Review Summary: Minus the Bear, minus the electronics.
Acoustics II is the follow up to Minus the Bear’s 2008 EP Acoustics. This release features acoustic renditions of eight songs from the band’s back catalogue as well as two new songs.
The older tunes on Acoustics II hold up quite a bit better than their newer counterparts. I suspect there are a few reasons for this, and not just the old “this bands earlier stuff rulez and the new stuff suckz omg.” Speaking as a whole, the post-Planet of Ice Minus the Bear sound features less guitar layering, slower tempos, more prominent synthesizers, and more reliance on production. When these aspects are translated to an acoustic record, it loses a lot of the original charm and any sort of visceral quality in the music. Take the two tracks from Omni for example. In “Summer Angel” the songs introduction falls flat with the chosen instrumentation. The bridge section of “Dayglow Vista Road” is another offender. In the original electric version, this section is a laid back groove reminiscent of “This Ain’t a Surfin Movie.” On Acoustics II, this section is rushed through and loses the interesting rhythmic clash of the original.

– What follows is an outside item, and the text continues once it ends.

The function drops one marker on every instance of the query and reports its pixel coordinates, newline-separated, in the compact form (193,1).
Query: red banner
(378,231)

The cuts from Infinity Overhead actually work better to a degree. Guitarist Dave Knudson creates a great tapestry of guitar overdubs on “Diamond Lightning.” Being a ballad, the song makes a natural transition to the acoustic setting. This albums take on “Empty Party Rooms” is effective, albeit safe, as it is essentially the same as the original.
The older cuts enjoy a bit more experimentation in arrangement, especially “When We Escape” and “Hooray.” The former features an amazing stripped down introduction, being just singer Jake Snider’s voice and a lone acoustic guitar. “Hooray” eschews the original versions driving, quarter note heavy forward motion for a falsetto-laden half time groove. Fan favorite “Absinthe Party at the Fly Honey Warehouse” features Dave admirably replicating the original finger-tapped guitar line and a great, mellow vibe. The break beats and electronic sounds of Menos El Oso’s “The Game Needed Me” are missed, but the acoustic version has a charm of its own, with handclaps and heavy octaves from keyboard player Alex Rose.
The band also recorded two new songs specifically for this release, and they are quite different from one another. Album opener “Riddles” has a bluesy intro, which comes off as a bit cheesy and a solo section that really doesn’t add anything to the song. The other new track, “The Storm,” has a Planet of Ice vibe, with a dynamic song structure and interesting harmony- a great addition to the band’s catalogue.
All in all, Acoustics II is a solid release. The song selection is a great representation of Minus the Bear’s output, and the two new songs will help tide over fans looking for new material. The production is on point, with the highlights being mellow keyboard sounds and falsetto vocal harmonies. This is an album longtime fans can sing along to, and newcomers can play to chill out on a crisp autumn evening.